NATIONWIDE — Texas Attorney General Ken Paxton on Tuesday announced a lawsuit filed with the U.S. Supreme Court to overturn election results in the battleground states Wisconsin, Michigan, Georgia, and Pennsylvania.


What You Need To Know

  • Texas Attorney General Ken Paxton seeking to overturn election results in four battleground states

  • President Trump and 17 states have joined lawsuit

  • Texas Sen. John Cornyn, a Republican, questioned lawsuit's "legal theory"

  • U.S. Supreme Court ordered states to respond to lawsuit by Thursday afternoon 

President-elect Joe Biden won the four states.

Since then, President Donald Trump and 17 states have signed on to the long-shot lawsuit.

Not all Republicans are in agreement on its merits, however.

Appearing on CNN this week, Texas Sen. John Cornyn, a Republican who secured re-election in November, questioned how legally sound the suit is.

"I frankly struggle to understand the legal theory of it. Number one, why would a state, even such a great state as Texas, have a say-so on how other states administer their elections?” he said. “We have a diffused and dispersed system and even though we might not like it, they may think it's unfair, those are decided at the state and local level and not at the national level.”

Cornyn isn’t alone in his criticism. Utah Sen. Mitt Romney, a Republican who has frequently criticized President Trump, likened the lawsuit to “madness.”

"It's just simply madness. The idea of supplanting the vote of the people with partisan legislators is so completely out of our national character that it's simply mad,” he said.

Perhaps most interestingly, Rep. Chip Roy, a Republican who represents Texas's 21 congressional district and who has been a fairly staunch Trump supporter, came out against the lawsuit Thursday in a series of tweets. 

Roy wrote, in part, “Today, a number of my colleagues will be filing an amicus brief in support of the lawsuit filed by the State of Texas regarding the election results of several other states. Respectfully, I will not join because I believe the case itself represents a dangerous violation.”

The court issued an order giving the four states until 3 p.m. EST Thursday to respond to the lawsuit.

According to a news release concerning the lawsuit, Paxton claims the four states “exploited the COVID-19 pandemic to justify ignoring federal and state election laws and unlawfully [enacted] last-minute changes, thus skewing the results of the 2020 General Election.”

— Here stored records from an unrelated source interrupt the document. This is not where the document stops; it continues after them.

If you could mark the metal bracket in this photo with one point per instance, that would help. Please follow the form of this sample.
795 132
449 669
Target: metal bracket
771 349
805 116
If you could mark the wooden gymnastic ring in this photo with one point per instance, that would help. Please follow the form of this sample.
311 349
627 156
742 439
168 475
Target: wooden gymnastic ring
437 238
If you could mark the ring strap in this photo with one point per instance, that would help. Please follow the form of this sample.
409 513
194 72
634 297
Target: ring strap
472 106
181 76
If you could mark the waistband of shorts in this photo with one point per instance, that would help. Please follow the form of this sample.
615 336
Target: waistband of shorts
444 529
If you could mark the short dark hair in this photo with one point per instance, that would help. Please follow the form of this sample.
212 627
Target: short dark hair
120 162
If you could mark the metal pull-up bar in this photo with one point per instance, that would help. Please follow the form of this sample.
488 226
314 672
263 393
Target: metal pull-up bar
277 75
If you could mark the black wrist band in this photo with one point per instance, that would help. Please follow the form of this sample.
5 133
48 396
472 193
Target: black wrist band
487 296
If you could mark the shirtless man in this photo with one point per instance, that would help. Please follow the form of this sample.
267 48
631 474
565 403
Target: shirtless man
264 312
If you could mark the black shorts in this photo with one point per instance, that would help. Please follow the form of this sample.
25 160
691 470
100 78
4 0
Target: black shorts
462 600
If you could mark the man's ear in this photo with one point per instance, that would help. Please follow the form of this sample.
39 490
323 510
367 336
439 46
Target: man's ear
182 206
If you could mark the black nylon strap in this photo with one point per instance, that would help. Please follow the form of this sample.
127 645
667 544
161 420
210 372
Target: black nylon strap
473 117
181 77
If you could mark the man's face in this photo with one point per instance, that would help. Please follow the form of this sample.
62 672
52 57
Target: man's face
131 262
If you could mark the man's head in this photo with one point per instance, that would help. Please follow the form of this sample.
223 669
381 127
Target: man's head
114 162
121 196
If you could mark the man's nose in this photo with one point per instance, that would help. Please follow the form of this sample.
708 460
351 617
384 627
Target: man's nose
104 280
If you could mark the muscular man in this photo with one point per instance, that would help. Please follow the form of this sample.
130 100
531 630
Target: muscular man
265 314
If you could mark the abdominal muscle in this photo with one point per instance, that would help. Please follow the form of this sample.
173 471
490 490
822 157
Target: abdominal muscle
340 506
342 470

“Trust in the integrity of our election process is sacrosanct and binds our citizenry and the States in this union together. Georgia, Michigan, Pennsylvania and Wisconsin destroyed that trust and compromised the integrity of the 2020 election,” Paxton said.

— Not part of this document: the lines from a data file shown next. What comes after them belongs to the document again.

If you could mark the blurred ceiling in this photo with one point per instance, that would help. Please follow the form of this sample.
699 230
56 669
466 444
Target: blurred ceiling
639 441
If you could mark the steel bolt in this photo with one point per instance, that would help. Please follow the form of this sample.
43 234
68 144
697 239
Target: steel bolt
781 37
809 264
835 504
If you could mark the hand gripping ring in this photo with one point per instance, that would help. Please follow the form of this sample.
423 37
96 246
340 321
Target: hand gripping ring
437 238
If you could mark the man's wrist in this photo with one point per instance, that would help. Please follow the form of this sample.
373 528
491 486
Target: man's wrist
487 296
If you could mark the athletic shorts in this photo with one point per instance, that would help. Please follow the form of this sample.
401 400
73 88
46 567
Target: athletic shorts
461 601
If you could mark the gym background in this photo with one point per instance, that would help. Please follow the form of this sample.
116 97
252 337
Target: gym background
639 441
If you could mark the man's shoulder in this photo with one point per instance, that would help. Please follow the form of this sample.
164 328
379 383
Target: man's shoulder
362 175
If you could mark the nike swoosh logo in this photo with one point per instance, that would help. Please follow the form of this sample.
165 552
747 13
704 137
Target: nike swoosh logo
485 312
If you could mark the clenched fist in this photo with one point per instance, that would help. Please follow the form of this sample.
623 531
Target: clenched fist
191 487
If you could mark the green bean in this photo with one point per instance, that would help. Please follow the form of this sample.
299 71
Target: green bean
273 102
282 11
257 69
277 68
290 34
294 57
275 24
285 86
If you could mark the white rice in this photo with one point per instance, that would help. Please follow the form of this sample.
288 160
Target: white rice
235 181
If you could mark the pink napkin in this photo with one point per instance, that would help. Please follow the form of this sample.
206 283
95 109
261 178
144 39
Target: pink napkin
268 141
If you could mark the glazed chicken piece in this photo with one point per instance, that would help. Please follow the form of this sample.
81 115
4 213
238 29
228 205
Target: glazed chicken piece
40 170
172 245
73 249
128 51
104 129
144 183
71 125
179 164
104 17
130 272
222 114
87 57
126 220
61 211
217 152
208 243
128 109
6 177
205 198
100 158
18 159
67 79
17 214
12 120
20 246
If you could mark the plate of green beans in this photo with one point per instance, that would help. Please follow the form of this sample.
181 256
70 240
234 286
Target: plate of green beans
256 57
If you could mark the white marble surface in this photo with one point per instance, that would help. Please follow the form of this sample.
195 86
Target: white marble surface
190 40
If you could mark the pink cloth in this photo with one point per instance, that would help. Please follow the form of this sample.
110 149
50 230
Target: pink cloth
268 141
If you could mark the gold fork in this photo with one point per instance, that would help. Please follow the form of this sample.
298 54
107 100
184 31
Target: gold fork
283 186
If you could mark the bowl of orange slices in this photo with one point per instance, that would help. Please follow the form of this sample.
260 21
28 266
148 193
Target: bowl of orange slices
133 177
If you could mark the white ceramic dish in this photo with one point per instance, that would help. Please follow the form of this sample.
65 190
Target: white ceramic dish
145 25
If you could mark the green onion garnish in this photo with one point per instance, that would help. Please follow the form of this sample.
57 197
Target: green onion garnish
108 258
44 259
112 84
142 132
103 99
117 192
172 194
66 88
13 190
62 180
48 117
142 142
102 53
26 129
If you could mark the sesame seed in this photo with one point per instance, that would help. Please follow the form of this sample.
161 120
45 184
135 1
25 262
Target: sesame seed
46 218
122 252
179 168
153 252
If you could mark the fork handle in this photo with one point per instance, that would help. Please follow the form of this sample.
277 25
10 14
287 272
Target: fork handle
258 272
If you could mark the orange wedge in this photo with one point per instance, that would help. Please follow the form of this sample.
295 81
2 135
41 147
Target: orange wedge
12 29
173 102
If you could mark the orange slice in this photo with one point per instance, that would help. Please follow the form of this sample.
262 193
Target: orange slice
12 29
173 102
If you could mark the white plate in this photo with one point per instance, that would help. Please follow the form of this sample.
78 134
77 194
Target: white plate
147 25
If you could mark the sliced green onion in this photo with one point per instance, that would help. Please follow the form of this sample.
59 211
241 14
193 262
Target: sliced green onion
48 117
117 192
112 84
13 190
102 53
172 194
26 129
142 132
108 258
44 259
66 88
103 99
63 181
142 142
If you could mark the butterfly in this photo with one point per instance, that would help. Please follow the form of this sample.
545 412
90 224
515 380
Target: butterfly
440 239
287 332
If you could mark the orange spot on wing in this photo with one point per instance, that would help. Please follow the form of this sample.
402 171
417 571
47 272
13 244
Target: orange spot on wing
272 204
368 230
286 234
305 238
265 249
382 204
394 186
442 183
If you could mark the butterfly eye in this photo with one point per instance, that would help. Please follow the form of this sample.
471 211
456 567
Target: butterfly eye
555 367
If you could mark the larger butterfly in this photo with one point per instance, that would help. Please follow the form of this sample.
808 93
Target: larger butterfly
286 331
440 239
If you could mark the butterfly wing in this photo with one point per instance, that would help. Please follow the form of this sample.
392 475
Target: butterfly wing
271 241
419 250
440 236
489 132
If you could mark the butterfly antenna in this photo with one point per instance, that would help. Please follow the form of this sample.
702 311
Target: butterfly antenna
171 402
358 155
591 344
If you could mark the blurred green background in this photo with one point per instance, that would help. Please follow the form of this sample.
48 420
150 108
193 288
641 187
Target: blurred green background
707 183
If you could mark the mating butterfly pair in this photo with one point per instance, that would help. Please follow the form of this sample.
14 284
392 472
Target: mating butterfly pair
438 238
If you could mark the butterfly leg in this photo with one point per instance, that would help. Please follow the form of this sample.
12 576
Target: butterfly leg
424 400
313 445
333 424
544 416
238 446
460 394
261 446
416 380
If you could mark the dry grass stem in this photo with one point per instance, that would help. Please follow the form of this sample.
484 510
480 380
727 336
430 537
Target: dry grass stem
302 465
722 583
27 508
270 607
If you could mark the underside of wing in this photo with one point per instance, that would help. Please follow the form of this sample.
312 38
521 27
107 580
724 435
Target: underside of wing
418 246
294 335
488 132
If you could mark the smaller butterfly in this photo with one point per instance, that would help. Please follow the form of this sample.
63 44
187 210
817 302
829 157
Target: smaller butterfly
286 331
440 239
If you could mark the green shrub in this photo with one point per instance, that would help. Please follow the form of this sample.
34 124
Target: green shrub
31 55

The deadline for states to appoint presidential electors is December 14, and election officials have repeatedly denied that fraud occurred.

No evidence of widespread voter fraud has surfaced.

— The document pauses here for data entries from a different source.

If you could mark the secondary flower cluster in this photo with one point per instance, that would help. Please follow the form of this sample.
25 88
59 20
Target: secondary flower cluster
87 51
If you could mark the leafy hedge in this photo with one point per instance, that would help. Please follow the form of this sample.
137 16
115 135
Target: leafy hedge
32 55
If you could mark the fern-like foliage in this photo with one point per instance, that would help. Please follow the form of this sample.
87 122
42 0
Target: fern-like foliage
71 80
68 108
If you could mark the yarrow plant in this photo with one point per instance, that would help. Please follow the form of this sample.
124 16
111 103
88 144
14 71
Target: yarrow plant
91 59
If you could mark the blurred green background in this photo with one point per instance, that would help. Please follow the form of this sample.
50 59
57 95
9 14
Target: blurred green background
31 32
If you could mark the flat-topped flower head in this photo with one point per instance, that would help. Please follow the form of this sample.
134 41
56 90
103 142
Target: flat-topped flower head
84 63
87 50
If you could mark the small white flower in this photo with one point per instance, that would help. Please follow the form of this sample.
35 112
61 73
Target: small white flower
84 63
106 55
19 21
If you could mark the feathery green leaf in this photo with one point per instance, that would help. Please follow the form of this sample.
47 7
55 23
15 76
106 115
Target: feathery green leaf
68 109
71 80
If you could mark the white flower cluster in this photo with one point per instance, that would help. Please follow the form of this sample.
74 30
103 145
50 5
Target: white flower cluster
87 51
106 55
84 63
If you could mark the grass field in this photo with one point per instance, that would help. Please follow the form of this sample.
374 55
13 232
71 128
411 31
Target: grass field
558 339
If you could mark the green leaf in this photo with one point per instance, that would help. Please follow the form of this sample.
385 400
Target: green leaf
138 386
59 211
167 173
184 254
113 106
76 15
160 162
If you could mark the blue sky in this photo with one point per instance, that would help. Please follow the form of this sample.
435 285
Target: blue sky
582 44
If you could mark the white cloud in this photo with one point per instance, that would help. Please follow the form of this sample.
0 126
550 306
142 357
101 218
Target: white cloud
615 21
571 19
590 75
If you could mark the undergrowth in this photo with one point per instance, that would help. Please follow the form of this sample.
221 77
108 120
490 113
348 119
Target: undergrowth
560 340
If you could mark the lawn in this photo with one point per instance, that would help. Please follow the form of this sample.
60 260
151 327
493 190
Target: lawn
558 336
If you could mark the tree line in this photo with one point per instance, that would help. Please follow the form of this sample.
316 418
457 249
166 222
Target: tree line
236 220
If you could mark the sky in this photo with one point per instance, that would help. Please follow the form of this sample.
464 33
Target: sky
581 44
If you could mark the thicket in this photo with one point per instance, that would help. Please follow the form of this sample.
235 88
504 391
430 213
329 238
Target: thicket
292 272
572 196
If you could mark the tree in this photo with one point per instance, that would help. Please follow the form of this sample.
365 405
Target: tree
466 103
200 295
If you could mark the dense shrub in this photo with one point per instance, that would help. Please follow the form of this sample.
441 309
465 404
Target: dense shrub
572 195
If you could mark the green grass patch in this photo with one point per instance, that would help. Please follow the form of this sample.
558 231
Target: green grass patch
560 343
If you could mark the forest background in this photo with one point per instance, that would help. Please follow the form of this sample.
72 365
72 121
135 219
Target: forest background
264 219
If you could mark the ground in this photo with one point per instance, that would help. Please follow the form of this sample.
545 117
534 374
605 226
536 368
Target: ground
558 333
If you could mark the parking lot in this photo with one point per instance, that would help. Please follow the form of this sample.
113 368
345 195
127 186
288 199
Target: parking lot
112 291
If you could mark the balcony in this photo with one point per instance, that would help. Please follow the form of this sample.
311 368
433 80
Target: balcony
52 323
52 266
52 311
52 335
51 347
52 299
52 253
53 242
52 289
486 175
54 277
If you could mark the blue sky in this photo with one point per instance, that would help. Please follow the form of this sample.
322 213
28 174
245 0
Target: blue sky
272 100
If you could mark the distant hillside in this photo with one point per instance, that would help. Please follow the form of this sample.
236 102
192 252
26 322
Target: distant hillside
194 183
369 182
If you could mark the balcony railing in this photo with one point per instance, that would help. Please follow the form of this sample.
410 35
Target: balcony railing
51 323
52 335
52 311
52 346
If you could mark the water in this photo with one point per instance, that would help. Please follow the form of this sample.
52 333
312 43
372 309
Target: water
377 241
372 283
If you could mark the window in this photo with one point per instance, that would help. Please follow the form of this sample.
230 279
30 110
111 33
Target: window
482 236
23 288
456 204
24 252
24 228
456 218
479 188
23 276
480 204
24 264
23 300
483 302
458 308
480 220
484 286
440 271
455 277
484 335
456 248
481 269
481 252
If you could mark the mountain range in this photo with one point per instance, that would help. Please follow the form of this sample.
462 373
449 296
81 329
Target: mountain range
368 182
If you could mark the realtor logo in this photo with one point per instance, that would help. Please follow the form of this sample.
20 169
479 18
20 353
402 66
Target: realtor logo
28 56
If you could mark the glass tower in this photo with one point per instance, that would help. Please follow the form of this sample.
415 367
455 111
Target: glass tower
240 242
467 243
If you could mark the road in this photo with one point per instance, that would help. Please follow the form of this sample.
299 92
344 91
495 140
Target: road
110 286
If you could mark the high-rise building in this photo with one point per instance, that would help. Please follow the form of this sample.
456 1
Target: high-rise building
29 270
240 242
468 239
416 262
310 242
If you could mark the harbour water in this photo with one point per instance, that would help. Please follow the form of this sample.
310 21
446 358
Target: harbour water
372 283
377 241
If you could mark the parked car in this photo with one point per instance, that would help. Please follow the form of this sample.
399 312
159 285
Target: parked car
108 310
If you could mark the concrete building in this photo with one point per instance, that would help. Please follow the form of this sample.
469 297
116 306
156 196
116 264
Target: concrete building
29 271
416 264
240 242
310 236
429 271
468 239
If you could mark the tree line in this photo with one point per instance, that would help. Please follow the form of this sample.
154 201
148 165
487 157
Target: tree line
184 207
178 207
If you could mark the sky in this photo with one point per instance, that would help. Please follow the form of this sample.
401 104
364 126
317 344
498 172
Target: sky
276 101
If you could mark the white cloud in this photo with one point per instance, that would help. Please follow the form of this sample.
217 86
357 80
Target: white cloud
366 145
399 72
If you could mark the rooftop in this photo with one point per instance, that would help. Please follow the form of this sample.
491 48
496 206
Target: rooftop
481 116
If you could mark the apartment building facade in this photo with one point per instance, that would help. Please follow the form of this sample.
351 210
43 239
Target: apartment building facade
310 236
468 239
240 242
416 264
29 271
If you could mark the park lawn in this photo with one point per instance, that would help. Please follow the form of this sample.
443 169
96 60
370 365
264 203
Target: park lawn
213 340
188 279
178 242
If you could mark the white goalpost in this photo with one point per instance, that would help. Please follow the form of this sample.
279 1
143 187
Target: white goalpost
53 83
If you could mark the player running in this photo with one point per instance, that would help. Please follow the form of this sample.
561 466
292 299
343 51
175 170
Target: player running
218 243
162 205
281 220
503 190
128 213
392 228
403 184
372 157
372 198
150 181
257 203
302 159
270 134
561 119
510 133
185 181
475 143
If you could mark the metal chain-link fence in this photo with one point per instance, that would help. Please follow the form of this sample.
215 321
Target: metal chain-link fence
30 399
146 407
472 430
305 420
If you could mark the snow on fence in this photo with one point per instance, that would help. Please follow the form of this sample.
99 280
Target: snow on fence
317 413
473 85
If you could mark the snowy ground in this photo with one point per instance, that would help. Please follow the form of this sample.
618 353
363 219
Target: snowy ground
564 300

Out of the roughly 50 lawsuits filed around the country contesting the November 3 vote, Trump has lost more than 35 and the others are pending, according to an Associated Press tally.

Paxton has been under indictment since 2015 in connection to felony security fraud charges and, according to the Associated Press, is being investigated by the FBI after it was alleged by members of his own staff that he used his position to illegally benefit a donor. 

The Associated Press contributed to this report.